Paranal nach Sonnenuntergang
Paranal nach Sonnenuntergang

Die Nacht bricht an. Immer mehr Sterne glitzern am Himmel. Auf dem Hochplateau regt sich immer noch kein Mucks. Mit der Taschenlampe prüft Stéphane ein letztes Mal die Kameras: alles klar. Er drückt auf den Auslöser. Von nun an werden im Minutentakt Bilder vom östlichen Himmelsareal gemacht. Die Schaltung übernimmt eine Automatik. Jetzt könnte sich Stéphane ins Auto schlafen legen. Aber nein, was für Gedanke – der Sternenhimmel über der Atacama ist ein so grandioses Naturschauspiel. Wer würde sich das entgehen lassen? Außerdem, Astronomen schlafen doch am Tag.

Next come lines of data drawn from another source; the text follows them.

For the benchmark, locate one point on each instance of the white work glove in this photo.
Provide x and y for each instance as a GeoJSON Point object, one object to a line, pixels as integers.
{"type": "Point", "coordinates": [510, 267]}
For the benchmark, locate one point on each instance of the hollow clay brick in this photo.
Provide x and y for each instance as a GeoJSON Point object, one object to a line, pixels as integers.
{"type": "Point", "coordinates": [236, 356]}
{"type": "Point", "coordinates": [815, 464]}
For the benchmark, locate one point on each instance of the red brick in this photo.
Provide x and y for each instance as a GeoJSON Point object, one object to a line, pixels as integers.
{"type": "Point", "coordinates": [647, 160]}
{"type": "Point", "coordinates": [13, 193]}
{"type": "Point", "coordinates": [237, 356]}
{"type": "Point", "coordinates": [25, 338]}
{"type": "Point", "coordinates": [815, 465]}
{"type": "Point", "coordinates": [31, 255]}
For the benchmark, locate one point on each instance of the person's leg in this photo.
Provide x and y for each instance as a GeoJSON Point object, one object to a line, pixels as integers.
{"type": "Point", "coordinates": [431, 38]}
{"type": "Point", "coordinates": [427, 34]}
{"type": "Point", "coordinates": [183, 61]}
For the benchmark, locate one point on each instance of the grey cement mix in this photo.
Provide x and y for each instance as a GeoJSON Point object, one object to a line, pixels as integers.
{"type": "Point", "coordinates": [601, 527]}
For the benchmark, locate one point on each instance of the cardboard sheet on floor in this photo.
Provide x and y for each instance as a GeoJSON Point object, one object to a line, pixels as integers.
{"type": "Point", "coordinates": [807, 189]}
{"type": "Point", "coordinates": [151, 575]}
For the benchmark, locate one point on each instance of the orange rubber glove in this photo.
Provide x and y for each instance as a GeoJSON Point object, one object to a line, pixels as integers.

Paranal bei Nacht – Credit ESO J. Girard
Paranal bei Nacht – Credit ESO J. Girard

Inzwischen ist es so finster geworden, dass man seine eigene Hand vor den Augen nicht sieht. Dafür über dem Kopf: ein prachtvoller Nachthimmel, übersät mit tausenden von Sternen. Am Observatorium wird nun fleißig geforscht. Der Laser des Very Large Telecope strahlt zum Himmel. Er erzeugt einen künstlichen Stern, mit dem die Optiken des Teleskops den Verhältnissen der Atmosphäre laufend angepasst werden. Diese geniale Technik verspricht beste Bildqualität für die Astronomen.

Am Horizont zeichnet sich die Silhouette der Anden ab vor dem nebeligen Schleier der Milchstraße. Sie zieht sich über das gesamte Himmelsareal im Blickfeld der Kameras. Die Milchstraße ist eine gewaltige Sternenansammlung, zu der auch unser Sonnensystem gehört – einhunderttausend Lichtjahre im Durchmesser. Das heißt, ein Lichtstrahl braucht einhunderttausend Jahre, um von einem Ende der Milchstraße zum anderen zu gelangen.

Milchstraße über den Anden

Die Milchstraße sieht aus wie ein gewaltiger Diskus. Unser Sonnensystem befindet sich am äußeren Rand dieses Diskus. Daher sehen wir die Milchstraße von der Kante. Am Sternenhimmel erscheint sie als ein breites, diffus leuchtendes Band mit einem verdichteten Kern. In dieser Nacht liegt das Zentrum der Milchstraße unmittelbar über den Anden. Rechts davon funkeln vier Sterne, die ein kleines Kreuz bilden. Es ist das berühmte Kreuz des Südens. Seefahrer wie Ferdinand Magellan nutzten das Sternbild, um sich auf den südlichen Weltmeeren zu orientieren. In dem Sternbild befindet sich ein dunkler Fleck, der sich von der Milchstraße sichtbar abhebt. Astronomen nennen ihn den Kohlensack. Es handelt sich dabei aber um eine gewaltige finstere Gaswolke in den Tiefen des Alls. Sie verdeckt die Sterne der Milchstraße wie ein schwarzer Vorhang.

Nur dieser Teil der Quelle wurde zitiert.